3.)
# 1) Define the data
dat <- data.frame(
obs = 1:6,
X1 = c(1, 1, 0, 5, 6, 4),
X2 = c(4, 3, 4, 1, 2, 0)
)
#Quick raw scatterplot (3a)
plot(dat$X1, dat$X2,
xlab = "X1", ylab = "X2",
main = "3(a): Observations 1–6",
pch = 19, col = "black")
text(dat$X1, dat$X2, labels = dat$obs, pos = 3)

#Randomly initialize two clusters (3b)
set.seed(42)
dat$cluster <- sample(1:2, nrow(dat), replace = TRUE)
#Function to compute centroids (3c)
compute_centroids <- function(df) {
aggregate(df[, c("X1","X2")],
by = list(cluster = df$cluster),
FUN = mean)
}
#K-means loop: reassign until labels stop changing (3d, 3e)
repeat {
cents <- compute_centroids(dat)
# compute Euclidean distance to each centroid
d1 <- sqrt((dat$X1 - cents$X1[1])^2 + (dat$X2 - cents$X2[1])^2)
d2 <- sqrt((dat$X1 - cents$X1[2])^2 + (dat$X2 - cents$X2[2])^2)

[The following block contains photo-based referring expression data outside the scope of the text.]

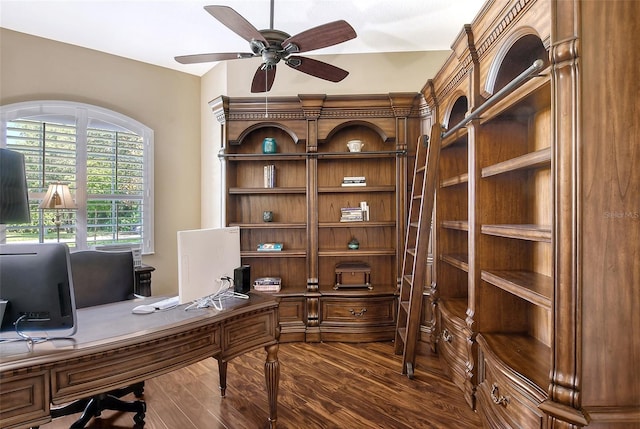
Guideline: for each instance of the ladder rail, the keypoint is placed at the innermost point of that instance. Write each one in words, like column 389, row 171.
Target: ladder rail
column 410, row 302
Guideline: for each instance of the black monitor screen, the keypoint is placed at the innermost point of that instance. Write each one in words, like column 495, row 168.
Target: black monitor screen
column 36, row 281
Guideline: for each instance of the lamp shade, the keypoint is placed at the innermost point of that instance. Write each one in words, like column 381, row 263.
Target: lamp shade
column 58, row 196
column 14, row 197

# assign to the nearer centroid
new.cluster <- ifelse(d1 < d2, cents$cluster[1], cents$cluster[2])
# if nothing changed, break
if (all(new.cluster == dat$cluster)) break
# otherwise update and repeat
dat$cluster <- new.cluster
}
#Print final centroids and assignments
cat("3(c)-(e) Final centroids:\n")
## 3(c)-(e) Final centroids:
print(cents)
## cluster X1 X2
## 1 1 0.6666667 3.666667
## 2 2 5.0000000 1.000000
cat("\n3(d)-(e) Final cluster assignment:\n")
##
## 3(d)-(e) Final cluster assignment:
print(dat[, c("obs", "cluster")])
## obs cluster
## 1 1 1
## 2 2 1
## 3 3 1
## 4 4 2
## 5 5 2
## 6 6 2
#Final colored plot (3f)
palette(c("steelblue", "tomato"))
plot(dat$X1, dat$X2,
col = dat$cluster,
pch = 19,
xlab = "X1", ylab = "X2",
main = "3(f): Final K-means Clustering")
text(dat$X1, dat$X2, labels = dat$obs, pos = 3)
legend("topright",
legend = paste("Cluster", sort(unique(dat$cluster))),
col = sort(unique(dat$cluster)),
pch = 19)

#Second Panel: Centroids table
#Third Pandel: Cluster Assign Table.
4.)
For 4(a), when fusing the clusters {1,2,3} and {4,5}, single linkage
uses the minimum cross-cluster distance while complete linkage uses the
maximum, so the complete-linkage merge necessarily occurs at a higher
height than the single-linkage merge. In 4(b), because each cluster is a
singleton ({5} and {6}), both methods use the same single distance
d(5,6), so they fuse at exactly the same height.